O problema maior é fazermos irrelevância. Ou, se julgamos que o não é porque o empenho pessoal tolda o discernimento, asseguramo-nos que há enorme utilidade no que fazemos. Nem que seja utilidade individual. Que, todavia, não é o critério que cauciona a aceitação do que fazemos. Repetidamente interrogamos os outros e a sua ciência, disparando a pergunta assassina: mas o que é que isso interessa? A pergunta assassina. Pois ela contém em si a resposta. E, no entanto, escasseia a capacidade para reverter a interrogação e fazê-la circular pelas entranhas, sondando se o que fazemos tem algum interesse.


Se calhar andamos todos mergulhados na irrelevância do que fazemos. E do que somos. Se calhar andamos todos enganados neste mundo. E, se calhar ainda, estamos no envenenado caminho que se engana a si mesmo. Só que nesses casos rareia o discernimento para termos a noção de que nos andamos a enganar.

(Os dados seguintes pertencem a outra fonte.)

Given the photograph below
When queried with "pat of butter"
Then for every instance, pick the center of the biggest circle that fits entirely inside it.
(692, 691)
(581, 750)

De resto, quando a miopia consome a exegese de si, extingue-se a capacidade para o desprendimento de si mesmo. Se nem disso se é capaz, que autoridade para interrogar aos outros "mas o que é que isso interessa?"


Há uma morfina que consumimos: a que adormece a dor da pessoal irrelevância. É quando arremetemos pelo túnel de onde não se antecipa a luz final. Quanto mais avançamos pelo túnel, mais fugimos da pessoal irrelevância. Mais deixamos em silêncio a resposta à interrogação "mas o que é que isso interessa?" Os passos pelo chão irregular sentenciam a apreciação dos outros e a reiterada pergunta "mas o que é isso interessa?" Mas só para os outros. Tudo se passa como se a irrelevância de uns tivesse o condão de aplacar a pessoal irrelevância. Os que enchem a boca, dias consecutivos, com a interrogação refugiam-se da pessoal e condoída insignificância.


O argumento do número é critério para responder à lancinante interrogação? Se alguém reúne séquito é sinal que muita gente nele se revê, logo, caução imediata. Ao contrário, a multidão que se encerra nos cadinhos das suas gestas sem conseguir atrair uma alma para amostra, está condenada ao sacrário das suas dores transformadas em cintilante narcisismo. Estes são tempos de paroxismos. As coisas têm o significado do seu oposto. Uma gigantesca encenação, só actores que saltam detrás da cortina em papéis que são os que imaginam para si mesmos. Uma fantasia emproada à condição de realidade. A certa altura, já nem as fronteiras entre a fantasia e a realidade são nítidas. Já as palavras "fantasia" e "realidade" perderam a espessura do significado.


Mas eis que outra, definitiva, interrogação sobe no firmamento: e a pessoal irrelevância, mas o que é que isso interessa? Lá diria, com acerto, o Adolfo: "nada". Mas o que é que interessa saber se tudo ou alguma coisa interessa? Nada.